La passion selon Juette
Auteur : Clara Dupont-Monot
Éditeur : Grasset
Année : 2007
Voici venir un livre curieux, que l’on pourrait surnommer dialogues du cœur, où les deux narrateurs s’expriment tour à tour, chacun se livrant à une réflexion intime sur le sens de la vie de l’héroïne.
L’intrigue a pour cadre une petite ville belge, commerçante et animée, au XVII ème siècle. La belle période policée du Moyen-Âge, comme nous aimons l’envisager maintenant. Toutefois le personnage du titre, Juette, n’accepterait guère l’idée qu’elle vit une période libre et ouverte. Elle nous apparaît au fil de ses confidences comme une vraie rebelle malgré toutes les contraintes et les retenues qu’elle subit ou qu’elle s’impose.

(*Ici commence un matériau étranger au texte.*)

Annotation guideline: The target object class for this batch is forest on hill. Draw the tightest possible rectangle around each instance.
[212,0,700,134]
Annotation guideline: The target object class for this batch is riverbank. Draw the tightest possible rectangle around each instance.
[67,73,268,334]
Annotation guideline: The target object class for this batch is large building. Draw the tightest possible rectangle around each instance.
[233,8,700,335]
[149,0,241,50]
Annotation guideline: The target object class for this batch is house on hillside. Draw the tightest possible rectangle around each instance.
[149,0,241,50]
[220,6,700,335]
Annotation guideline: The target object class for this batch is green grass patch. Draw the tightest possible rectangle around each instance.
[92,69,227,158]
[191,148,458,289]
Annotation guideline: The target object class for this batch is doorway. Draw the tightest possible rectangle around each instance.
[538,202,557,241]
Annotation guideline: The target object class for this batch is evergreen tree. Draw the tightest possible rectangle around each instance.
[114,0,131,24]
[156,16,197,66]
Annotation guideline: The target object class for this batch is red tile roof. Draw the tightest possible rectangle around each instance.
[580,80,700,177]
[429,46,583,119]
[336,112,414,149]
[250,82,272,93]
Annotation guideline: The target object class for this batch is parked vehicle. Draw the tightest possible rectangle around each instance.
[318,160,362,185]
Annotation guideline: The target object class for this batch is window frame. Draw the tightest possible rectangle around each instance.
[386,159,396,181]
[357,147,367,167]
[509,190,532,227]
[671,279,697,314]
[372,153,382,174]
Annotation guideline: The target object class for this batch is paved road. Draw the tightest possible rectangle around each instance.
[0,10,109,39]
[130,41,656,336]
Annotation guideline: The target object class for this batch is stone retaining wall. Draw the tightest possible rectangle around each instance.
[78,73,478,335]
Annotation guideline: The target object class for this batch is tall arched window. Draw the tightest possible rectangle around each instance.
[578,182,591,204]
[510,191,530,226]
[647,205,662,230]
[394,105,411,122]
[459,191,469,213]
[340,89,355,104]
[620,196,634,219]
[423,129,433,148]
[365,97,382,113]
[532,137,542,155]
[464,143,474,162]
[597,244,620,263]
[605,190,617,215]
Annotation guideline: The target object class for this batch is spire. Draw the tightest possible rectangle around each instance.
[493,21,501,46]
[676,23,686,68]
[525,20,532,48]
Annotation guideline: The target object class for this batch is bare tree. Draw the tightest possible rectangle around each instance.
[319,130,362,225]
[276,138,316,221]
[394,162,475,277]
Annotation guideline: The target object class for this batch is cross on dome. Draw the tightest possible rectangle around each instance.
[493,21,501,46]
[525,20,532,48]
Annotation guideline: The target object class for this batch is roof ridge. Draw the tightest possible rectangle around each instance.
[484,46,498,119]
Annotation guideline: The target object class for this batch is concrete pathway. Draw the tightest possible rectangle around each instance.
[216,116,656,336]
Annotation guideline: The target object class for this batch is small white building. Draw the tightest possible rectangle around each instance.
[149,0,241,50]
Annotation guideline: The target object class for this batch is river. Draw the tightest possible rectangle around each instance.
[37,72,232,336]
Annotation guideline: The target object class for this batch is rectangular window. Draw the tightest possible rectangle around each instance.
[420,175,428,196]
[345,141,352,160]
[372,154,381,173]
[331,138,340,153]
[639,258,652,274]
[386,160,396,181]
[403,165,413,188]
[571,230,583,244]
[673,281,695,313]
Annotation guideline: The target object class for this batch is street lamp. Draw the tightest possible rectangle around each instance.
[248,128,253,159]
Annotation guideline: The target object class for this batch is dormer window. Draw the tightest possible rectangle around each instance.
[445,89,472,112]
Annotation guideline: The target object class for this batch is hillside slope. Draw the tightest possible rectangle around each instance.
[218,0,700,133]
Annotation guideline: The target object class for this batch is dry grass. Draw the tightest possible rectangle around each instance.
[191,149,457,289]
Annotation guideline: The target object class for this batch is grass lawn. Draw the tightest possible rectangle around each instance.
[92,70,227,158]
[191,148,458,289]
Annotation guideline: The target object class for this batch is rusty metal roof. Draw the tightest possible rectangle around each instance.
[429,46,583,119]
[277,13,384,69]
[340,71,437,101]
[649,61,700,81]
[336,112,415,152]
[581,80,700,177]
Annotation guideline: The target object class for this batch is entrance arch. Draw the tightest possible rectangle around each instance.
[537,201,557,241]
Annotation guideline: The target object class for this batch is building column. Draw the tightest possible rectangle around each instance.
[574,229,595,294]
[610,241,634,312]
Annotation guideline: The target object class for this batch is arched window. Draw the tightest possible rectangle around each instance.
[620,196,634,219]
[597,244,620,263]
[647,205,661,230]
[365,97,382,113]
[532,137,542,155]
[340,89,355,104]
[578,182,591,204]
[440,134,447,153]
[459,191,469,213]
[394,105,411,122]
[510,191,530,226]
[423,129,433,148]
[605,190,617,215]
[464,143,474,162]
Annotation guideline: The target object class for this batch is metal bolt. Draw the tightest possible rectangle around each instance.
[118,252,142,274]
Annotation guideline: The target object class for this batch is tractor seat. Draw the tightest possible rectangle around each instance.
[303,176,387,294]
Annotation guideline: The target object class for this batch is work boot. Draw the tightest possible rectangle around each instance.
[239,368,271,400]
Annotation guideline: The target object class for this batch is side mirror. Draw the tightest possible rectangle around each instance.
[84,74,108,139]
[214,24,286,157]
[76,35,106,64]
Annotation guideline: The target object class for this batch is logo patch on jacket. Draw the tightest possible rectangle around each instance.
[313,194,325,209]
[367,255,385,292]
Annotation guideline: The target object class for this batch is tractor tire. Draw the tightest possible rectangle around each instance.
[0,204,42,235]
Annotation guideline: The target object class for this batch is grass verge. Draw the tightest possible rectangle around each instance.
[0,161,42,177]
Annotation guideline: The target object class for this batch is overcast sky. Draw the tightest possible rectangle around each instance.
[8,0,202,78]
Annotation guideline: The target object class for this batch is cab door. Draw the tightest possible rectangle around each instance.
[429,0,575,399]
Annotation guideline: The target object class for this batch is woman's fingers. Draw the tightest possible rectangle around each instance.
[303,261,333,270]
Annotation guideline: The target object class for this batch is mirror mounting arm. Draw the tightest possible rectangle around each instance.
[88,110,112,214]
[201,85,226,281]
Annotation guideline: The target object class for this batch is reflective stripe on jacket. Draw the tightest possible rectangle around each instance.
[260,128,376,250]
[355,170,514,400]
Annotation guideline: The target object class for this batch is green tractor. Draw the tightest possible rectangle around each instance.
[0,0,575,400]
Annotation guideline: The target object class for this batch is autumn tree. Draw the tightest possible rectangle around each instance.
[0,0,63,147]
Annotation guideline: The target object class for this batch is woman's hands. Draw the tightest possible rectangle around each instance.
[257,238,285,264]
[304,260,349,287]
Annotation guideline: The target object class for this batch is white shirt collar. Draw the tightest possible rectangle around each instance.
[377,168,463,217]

Dès le début, elle peste de jolie façon contre les longues séances de couture devant la cheminée que lui impose sa mère, et nous entrevoyons la modernité du thème : Juette revendique le droit à jouir de la lumière du jour, de l’aire du jardin, de l’ombre chatoyante de l’arbre dans la cour, plutôt que de s’abîmer les yeux et les doigts sur son ouvrage sans cesse recommencé. Juette enfant refuse son avenir de femme, telle qu’elle la pressent à travers l’éducation de sa mère. Elle ne veut pas devenir une sorte de super servante, cantonnée aux travaux domestiques, même si la situation de commerçant aisé de son père lui assure l’assistance d’une domesticité pour exercer les travaux les plus lourds. Nous entrons ainsi dans le sujet, Juette ne veut ni ne peut se plier à la vie formatée qui lui est dévolue et elle n’aura de cesse de s’échapper, si ce n’est physiquement, elle s’enfuira du monde par le développement acharné de sa vie intérieure. Par l’imagination et les contes, par la philosophie qu’elle se forge seule, par l’enracinement d’une foi singulière dans sa lecture personnelle de sa vie.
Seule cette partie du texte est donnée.